Gina-Maria Bethke (born Gina-Maria Schumacher, 20 February 1997) is a German equestrian and competitive reining rider. Bethke is the daughter of seven-time Formula One World Champion Michael Schumacher and equestrian Corinna Schumacher.

== Early life ==
From the age of three, Gina was immersed in equestrian activities; starting with Shetland ponies, and by the time she was nine she was competing. She had also tried karting in her youth but preferred equestrianism, saying she "preferred horses".

== Equestrian career ==
Schumacher has competed in national and international reining competitions.

In August 2017 she participated in the FEI World Reining Championships, in which she won a gold medal. The next year in February 2018 she claimed another gold at the National Reining Horse Association's novice event Cavalli, which was held in Switzerland. In the same year she competed in the World Championships for Junior Riders, in which she also won.

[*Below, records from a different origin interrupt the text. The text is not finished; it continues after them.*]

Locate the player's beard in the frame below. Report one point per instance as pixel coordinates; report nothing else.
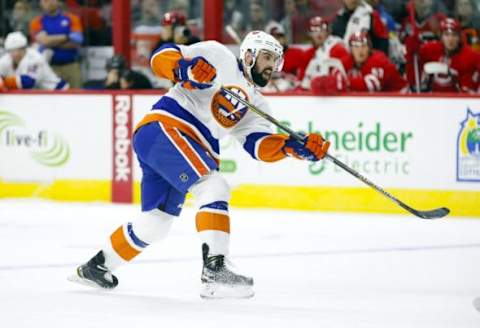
(259, 77)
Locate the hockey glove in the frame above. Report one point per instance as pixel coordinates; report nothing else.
(312, 148)
(196, 73)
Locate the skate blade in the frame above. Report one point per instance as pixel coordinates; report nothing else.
(220, 291)
(85, 282)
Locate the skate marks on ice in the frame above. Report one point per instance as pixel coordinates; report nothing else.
(265, 255)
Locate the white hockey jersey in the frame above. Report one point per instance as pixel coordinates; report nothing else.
(33, 71)
(209, 114)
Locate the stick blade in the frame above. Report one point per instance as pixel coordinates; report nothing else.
(433, 214)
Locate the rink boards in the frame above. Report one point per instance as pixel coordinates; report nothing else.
(424, 150)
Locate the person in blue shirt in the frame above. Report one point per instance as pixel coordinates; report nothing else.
(59, 35)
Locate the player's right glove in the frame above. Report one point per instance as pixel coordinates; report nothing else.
(312, 148)
(195, 73)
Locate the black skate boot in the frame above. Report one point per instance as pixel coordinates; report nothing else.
(94, 273)
(219, 281)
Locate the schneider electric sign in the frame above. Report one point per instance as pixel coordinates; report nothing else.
(45, 147)
(367, 139)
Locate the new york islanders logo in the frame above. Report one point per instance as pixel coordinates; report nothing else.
(468, 148)
(227, 110)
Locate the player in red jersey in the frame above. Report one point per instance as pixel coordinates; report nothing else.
(460, 62)
(365, 70)
(325, 46)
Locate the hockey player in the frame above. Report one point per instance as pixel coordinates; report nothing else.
(177, 145)
(365, 70)
(461, 59)
(325, 47)
(25, 68)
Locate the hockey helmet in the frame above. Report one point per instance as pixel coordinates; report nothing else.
(256, 41)
(15, 40)
(318, 24)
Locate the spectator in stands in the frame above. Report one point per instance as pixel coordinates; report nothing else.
(20, 18)
(365, 70)
(325, 47)
(396, 50)
(25, 68)
(257, 16)
(120, 76)
(175, 30)
(456, 62)
(466, 12)
(357, 15)
(421, 25)
(59, 35)
(290, 11)
(148, 21)
(95, 29)
(387, 19)
(293, 64)
(234, 22)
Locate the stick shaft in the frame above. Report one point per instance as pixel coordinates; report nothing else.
(327, 156)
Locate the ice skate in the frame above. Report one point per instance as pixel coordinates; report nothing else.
(95, 274)
(219, 281)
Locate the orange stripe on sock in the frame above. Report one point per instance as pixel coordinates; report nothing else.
(212, 221)
(187, 150)
(121, 245)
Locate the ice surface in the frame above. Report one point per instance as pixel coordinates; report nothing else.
(311, 270)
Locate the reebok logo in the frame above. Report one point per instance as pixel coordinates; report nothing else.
(122, 141)
(122, 153)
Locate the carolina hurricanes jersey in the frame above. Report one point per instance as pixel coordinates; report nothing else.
(208, 115)
(316, 58)
(462, 66)
(376, 74)
(33, 71)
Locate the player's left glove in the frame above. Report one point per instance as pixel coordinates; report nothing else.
(312, 148)
(195, 73)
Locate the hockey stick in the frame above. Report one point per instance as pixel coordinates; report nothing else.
(432, 214)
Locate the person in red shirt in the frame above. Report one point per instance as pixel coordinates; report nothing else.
(365, 70)
(459, 59)
(421, 25)
(294, 62)
(358, 15)
(324, 47)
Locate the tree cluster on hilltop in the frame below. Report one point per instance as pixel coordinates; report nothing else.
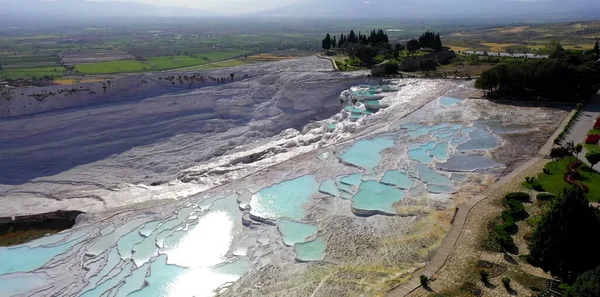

In 2025 she won the 2025 NRHA World Championship held in Givrins, Switzerland.

== Personal life ==
Schumacher married Iain Bethke in 2023 in an ultra-private ceremony at the Schumacher family home – Villa Yasmin – in Puerto De Andratx, Mallorca. The couple have a daughter born on March 29, 2025.

Her family owns a ranch business — CS Ranch (Switzerland) and XCS Ranch (Texas, USA) — involved in breeding, training and showing horses. She has also worked as a model and figurehead for a fashion label called Herzen's Angelegenheit, working with fashion designers for her Bremen-based family business on silk blouses and scarves featuring horse patterns.